“Benvenuti nella terra di Gandhi e di Buddha. Io prego affinché vi lasciate ispirare dall’ethos della civiltà indiana. Dovete concentrarvi non su ciò che ci divide, ma su ciò che ci unisce”. Sono le ascetiche parole scelte dal premier indiano mentre si rivolge ai ministri degli Esteri del G20 (il forum dei diciannove paesi più industrializzati al mondo con l’aggiunta dell’Ue) riuniti a Delhi.
Ma la formula lessicale scelta da Narendra Modi, alla guida della quinta (nei prossimi anni terza) economia al mondo, nonché a breve il paese più popoloso al mondo, non è stata sufficiente per mettere tutti d’accordo.
L’evento era particolarmente atteso sia perché avviene in un quadro di alta tensione tra Russia e Occidente, sia per la più vasta guerra economica in atto tra Cina e Stati Uniti, sia perché l’India – paese ospitante – ricopre un ruolo chiave nelle relazioni internazionali.
Ma è proprio il ministro degli Esteri dell’India Subrahmanyam Jaishankar ad ammettere che nessuna dichiarazione congiunta potrà essere sottoscritta dai Venti, (ufficialmente) a causa delle inconciliabili divisioni sull’Ucraina.
In gioco in realtà ci sono anche rilevanti fattori economici.

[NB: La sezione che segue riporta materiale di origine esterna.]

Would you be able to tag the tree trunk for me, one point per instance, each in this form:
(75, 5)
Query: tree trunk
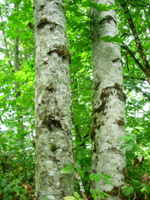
(52, 101)
(109, 103)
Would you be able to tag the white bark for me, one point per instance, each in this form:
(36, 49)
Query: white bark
(109, 103)
(52, 100)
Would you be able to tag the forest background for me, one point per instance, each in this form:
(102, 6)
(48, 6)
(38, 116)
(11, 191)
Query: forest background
(17, 94)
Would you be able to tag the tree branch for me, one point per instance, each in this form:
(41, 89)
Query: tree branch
(5, 41)
(134, 58)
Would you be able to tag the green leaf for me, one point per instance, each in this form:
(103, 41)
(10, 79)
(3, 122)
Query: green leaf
(76, 195)
(69, 198)
(114, 39)
(68, 168)
(127, 190)
(92, 177)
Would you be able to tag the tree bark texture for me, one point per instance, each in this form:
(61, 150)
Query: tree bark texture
(109, 103)
(52, 101)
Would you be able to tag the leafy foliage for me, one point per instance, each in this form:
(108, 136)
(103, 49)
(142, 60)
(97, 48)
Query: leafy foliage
(17, 97)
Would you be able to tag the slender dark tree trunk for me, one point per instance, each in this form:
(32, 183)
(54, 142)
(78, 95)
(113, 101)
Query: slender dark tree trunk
(52, 101)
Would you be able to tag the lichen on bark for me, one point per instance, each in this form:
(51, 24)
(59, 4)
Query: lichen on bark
(52, 101)
(109, 103)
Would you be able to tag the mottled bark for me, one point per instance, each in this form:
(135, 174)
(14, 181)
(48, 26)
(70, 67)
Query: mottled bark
(146, 68)
(109, 103)
(52, 101)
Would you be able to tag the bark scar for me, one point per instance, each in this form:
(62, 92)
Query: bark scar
(43, 22)
(62, 51)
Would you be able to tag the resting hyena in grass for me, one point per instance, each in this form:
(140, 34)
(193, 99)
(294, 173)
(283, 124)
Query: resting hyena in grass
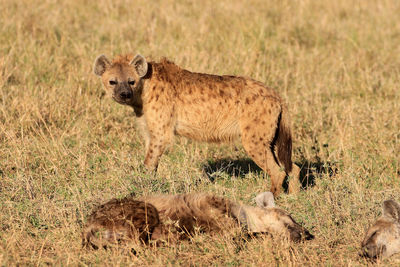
(172, 101)
(170, 218)
(383, 238)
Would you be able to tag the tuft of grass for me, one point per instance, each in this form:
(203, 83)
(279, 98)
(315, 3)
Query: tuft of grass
(65, 148)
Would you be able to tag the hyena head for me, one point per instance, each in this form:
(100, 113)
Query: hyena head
(267, 218)
(383, 238)
(122, 78)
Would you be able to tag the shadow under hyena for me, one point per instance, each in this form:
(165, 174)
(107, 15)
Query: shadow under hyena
(239, 168)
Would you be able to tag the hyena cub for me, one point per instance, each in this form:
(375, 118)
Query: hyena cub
(169, 100)
(170, 218)
(383, 238)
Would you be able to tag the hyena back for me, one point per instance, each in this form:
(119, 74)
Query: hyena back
(382, 239)
(170, 218)
(172, 101)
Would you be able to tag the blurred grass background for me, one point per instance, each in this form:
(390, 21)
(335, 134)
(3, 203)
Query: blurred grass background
(65, 148)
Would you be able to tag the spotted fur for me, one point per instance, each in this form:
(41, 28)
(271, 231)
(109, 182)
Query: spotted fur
(169, 101)
(171, 218)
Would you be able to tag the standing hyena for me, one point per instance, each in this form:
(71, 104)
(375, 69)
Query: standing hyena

Secondo il ministro degli Esteri di Mosca Sergej Lavrov, “la discussione, almeno in alcuni interventi delle delegazioni occidentali, soprattutto dei paesi del G7, si è ridotta a dichiarazioni emotive”.
Oltre alla prevedibile opposizione della Russia per un documento che chiedeva il ritiro completo delle Forze armate di Mosca dal territorio internazionalmente riconosciuto dell’Ucraina, spicca il rifiuto della Cina. Pechino sembra voler continuare a onorare la propagandata “amicizia senza limiti” con la Federazione.
In tale contesto, l’India potrebbe non aver calcato più di tanto la mano per l’adozione di un documento di ferma condanna contro la Russia, visto che Delhi balla anche su un altro tavolo importante: la cooperazione economica tra i paesi BRICS (Brasile, Russia, India, Cina, Sudafrica).
Una seppur magra consolazione c’è comunque stata: per la prima volta dall’inizio della guerra d’Ucraina, il ministro degli Esteri Sergej Lavrov e il segretario di Stato Usa Antony Blinken hanno intrattenuto un colloquio faccia a faccia durato circa dieci minuti. È qualcosa ma forse non abbastanza per evitare che il conflitto in Ucraina possa mutare geneticamente passando da una guerra tra Nato e Russia a una tra Nato e Cina?